Downwind by Bob Rohrer, CAE, FBCM, Manager

You may know this recently popular tune:

O Christmas tree, O Christmas tree

How dry and brittle are your branches

O Christmas tree, O Christmas tree

How dry and brittle are your branches

 

O once, you were such a lovely green

Fire resistant and so very clean

Now presents are gone and needles fall

How dry and brittle are your branches

 

Sure, I took some liberties with the words. Such a happy little song before Christmas becomes a little sadder after Christmas as that fresh tree becomes much less “fresh”.  For those procrastinators out there, IT IS FEBRUARY on the calendar, and that means, it’s time to take the tree down!

It is always a bit sad when it becomes time for the “real” Christmas tree to come down. The green conifer “soldier” has fearlessly done its job of holding up the myriad of bright lights, sentimental decorations, keepsake items, kids’ mystery creations, expressions of the season, glitz and glamour…day after day, night after night. That brave tree provided shelter to various sizes of gifts and presents, including the practical, nonsensical, emotional, thought provoking and expressive. That selfless tree brought color and the unmistakable scent of pine into the home during the season of joy.

My wife and I have an affinity for real trees and their perfect imperfections. We like the smell, look, and appearance of fresh trees. We enjoy the opportunity to support a specialty crop group of farmers. And now, after the tree has been removed from the house, we treasure the fact that we do not have to store another large box, the fake tree box, for a year before it’s cold out again.

When we hauled our dry and brittle Frazier Fir out of the living room in January, a blanket of needles was left in the carpeted pathway.  I just know we will find those needles with our bare feet for the rest of the year! So, what’s next in the career for these “real” trees?

Some towns feature a seasonal collection and recycling program where the trees go into the grinder for mulch.

My son likes to take the tree to the backyard for a special purpose. He lets it dry out for a few months and when spring finally comes, he props the tree up in the middle of the burn pile. He sets up his phone to video mode to capture the resulting inferno, soon to be posted for his social world for uber “likes”. 

  

I was driving to work the other day and there was a discarded Christmas tree.  It was laying on the side of Archer Avenue where the road goes through the Forest Preserve near Willow Springs.  I also spotted a run-a-way tree in Oakbrook on the Rt 83 shoulder.
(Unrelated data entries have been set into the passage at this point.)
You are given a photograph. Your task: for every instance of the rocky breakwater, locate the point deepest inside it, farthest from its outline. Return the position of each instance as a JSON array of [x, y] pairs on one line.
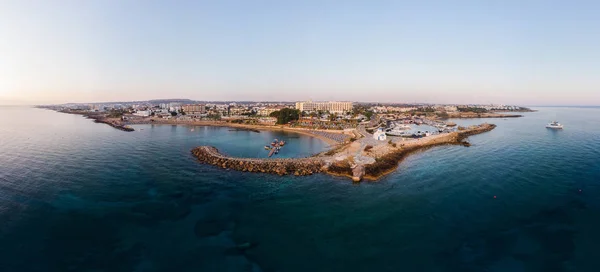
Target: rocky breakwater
[[298, 167]]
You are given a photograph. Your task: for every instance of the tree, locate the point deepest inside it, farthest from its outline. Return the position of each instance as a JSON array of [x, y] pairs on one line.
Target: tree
[[286, 115], [274, 114]]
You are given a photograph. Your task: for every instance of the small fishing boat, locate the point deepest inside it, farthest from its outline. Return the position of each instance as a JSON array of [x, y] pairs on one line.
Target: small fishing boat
[[554, 125]]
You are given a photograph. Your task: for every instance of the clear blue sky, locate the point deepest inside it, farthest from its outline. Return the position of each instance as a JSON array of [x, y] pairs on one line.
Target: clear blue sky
[[512, 52]]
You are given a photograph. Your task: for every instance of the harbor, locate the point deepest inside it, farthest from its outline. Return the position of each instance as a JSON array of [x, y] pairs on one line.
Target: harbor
[[274, 147]]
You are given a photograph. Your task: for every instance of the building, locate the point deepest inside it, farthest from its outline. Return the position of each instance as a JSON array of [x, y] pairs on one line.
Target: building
[[193, 108], [268, 110], [379, 135], [143, 113], [331, 106]]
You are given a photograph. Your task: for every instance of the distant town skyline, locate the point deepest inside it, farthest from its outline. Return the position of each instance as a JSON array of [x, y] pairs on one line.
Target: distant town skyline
[[445, 52]]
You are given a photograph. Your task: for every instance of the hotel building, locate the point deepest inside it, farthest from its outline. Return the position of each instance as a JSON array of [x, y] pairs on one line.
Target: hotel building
[[331, 106]]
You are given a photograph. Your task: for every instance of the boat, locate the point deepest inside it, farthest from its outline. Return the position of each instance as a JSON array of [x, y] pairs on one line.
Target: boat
[[398, 132], [554, 125]]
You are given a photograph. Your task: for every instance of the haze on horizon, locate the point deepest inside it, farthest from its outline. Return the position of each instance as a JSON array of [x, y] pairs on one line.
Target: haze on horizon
[[511, 52]]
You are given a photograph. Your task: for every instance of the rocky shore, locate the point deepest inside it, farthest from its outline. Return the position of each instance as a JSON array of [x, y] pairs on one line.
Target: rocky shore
[[350, 167], [297, 167], [482, 115], [111, 123]]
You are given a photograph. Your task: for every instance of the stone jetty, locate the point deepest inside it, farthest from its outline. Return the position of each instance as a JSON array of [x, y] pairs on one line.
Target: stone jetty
[[297, 167], [370, 165]]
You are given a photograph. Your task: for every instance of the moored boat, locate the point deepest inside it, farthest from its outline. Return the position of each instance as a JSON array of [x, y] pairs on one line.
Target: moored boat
[[554, 125]]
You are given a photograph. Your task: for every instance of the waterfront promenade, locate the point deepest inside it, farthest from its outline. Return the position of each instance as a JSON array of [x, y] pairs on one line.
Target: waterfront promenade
[[351, 159]]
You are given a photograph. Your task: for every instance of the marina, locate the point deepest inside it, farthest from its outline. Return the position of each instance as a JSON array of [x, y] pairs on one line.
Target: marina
[[274, 147]]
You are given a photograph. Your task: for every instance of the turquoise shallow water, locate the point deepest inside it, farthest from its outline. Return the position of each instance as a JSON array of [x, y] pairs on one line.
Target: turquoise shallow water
[[79, 196]]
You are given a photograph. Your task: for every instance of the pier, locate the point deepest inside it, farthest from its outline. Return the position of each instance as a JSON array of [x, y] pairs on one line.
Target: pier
[[351, 160]]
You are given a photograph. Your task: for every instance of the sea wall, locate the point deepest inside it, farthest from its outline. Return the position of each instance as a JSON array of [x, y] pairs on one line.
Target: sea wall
[[298, 167]]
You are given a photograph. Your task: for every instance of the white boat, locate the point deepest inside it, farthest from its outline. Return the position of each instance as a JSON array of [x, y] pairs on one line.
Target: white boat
[[397, 126], [398, 132], [555, 125]]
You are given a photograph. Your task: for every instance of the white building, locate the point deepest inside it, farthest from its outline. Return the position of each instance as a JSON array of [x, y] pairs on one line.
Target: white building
[[142, 113], [331, 106], [379, 135]]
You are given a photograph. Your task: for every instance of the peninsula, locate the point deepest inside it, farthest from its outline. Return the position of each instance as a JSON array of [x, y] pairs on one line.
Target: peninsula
[[366, 141]]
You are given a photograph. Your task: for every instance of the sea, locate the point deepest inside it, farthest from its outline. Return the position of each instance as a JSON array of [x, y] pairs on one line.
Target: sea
[[81, 196]]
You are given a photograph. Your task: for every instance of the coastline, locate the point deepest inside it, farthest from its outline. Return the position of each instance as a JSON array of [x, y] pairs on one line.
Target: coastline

Who accidentally drops a Christmas tree on the side of the road without noticing? Was the tree attempting an escape to rejoin its brethren in the woods?

And speaking of Uber, I was chatting with my Uber driver (I’ve never said that in a column before) while taking a ride to the Nashville airport last month. He told me that following the holidays, he collects discarded Christmas trees from his friends and neighbors and dumps the trees at various locations in the lake that he lives on.  His master purpose was to create crappie (pronounced “croppy” for my non-fishing friends) fishing habitat in the lake. Best crappie fishing in the state, he claimed.

Thanks to specialty tree farmers…the magic of the fresh Christmas trees can “live on” in so many ways.